In the debate over forced disclosure, including disclosure of grassroots lobbying expenditures, proponents of regulation have argued that such forced disclosure poses no threat to free political speech.
Yesterday comes news that Sam Fox has withdrawn his name from consideration as Ambassador to Belgium, a position to which he was nominated by President Bush. Fox’s nomination began to run into trouble when Senator John Kerry (D-MA), showed up at Fox’s hearing to denounce Fox for having contributed to Swift Boat Veterans for Truth – a group that ran ads critical of Senator Kerry during the latter’s 2004 run for president. Now, whether or not financing a political group should disqualify one from serving as Ambassador is an interesting question: perhaps it should. But let us not kid ourselves that retaliation for voicing one’s political views is not real. Sam Fox is not going to be ambassador to Belgium for one reason and one reason only: as TPM Muckraker reports, quoting the Associated Press, "Democrats are raising concerns about Fox’s nomination to be ambassador to Belgium because of a $50,000 contribution Fox made in 2004 to the Swift Boat Veterans for Truth…."

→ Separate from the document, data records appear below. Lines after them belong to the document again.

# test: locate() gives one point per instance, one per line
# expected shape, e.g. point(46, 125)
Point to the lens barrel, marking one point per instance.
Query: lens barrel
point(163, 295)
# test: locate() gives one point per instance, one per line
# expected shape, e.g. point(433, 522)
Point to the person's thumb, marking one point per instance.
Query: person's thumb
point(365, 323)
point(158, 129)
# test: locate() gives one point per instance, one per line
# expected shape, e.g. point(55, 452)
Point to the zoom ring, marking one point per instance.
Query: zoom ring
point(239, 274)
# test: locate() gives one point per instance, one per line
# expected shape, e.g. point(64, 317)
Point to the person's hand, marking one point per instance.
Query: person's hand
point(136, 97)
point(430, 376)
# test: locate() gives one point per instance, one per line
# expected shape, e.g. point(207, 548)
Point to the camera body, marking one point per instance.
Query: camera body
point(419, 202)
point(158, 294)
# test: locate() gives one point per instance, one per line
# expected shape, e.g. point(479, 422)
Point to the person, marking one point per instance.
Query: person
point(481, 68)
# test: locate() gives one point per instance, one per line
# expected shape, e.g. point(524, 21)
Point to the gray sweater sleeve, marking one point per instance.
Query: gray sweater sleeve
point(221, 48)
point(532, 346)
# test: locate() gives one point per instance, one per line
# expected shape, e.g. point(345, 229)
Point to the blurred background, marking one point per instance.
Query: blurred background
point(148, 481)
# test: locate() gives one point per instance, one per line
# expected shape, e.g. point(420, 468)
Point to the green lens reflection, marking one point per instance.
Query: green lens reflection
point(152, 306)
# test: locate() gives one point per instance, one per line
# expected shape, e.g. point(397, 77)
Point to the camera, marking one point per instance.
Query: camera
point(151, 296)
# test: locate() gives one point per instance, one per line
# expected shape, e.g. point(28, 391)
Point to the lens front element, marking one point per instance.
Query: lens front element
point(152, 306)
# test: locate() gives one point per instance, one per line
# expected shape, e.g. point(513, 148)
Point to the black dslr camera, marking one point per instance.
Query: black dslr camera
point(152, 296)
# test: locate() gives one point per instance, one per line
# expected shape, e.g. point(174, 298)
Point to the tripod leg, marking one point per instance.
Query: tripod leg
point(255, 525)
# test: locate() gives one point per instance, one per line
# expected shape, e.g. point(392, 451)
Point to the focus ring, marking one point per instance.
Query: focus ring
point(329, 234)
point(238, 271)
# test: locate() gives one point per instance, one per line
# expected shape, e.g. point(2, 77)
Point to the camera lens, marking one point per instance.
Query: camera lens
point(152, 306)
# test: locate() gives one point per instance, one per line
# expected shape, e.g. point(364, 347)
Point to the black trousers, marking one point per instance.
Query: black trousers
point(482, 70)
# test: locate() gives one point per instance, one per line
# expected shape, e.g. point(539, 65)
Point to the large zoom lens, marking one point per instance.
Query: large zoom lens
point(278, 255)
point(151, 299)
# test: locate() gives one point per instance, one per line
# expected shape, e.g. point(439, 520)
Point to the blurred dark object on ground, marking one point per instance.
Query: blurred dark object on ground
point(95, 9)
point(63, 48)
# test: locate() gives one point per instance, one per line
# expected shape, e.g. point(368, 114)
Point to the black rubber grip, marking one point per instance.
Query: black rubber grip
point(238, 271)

We also find it interesting that this is justified by some on the grounds that the Fox was, "financ[ing] smears and lies of combat veterans," a statement that is clearly, at best, only half true. Most of the Swift Boat Vet ads, from what we can see, involve competing claims in which the best evidence may lead one way or the other, but it is hard to say conclusively that either side is lying. On most of these ads we voice no opinion. On the other hand, however, there seems to be no doubt whatsoever that the most effective Swift Boat Veteran ads, that showing a video clip of Senator Kerry’s testimony to Congress in the early 1970s, in which he accuses U.S. soldiers of numerous atrocities, is clearly true, and has never been denied by Senator Kerry. Nevertheless, one of Fox’s opponents, Senator Chris Dodd (himself now a presidential candidate) was opposing Fox because Fox, "refused to apologize."
This is, pure and simple, retaliation for political speech. Let us not kid ourselves into thinking that this problem does not exist elsewhere. Disclosure is, stripped to its core, government spying on citizen political activity. There are times when its benefits may outweigh its cost, just as we sometimes allow government to spy on, surveil, or track its citizens in other circumstances. But it should not be undertaken lightly. It is not, "just disclosure." It is regulation of fundamental First Amendment Rights that can only be justified by a compelling government interest.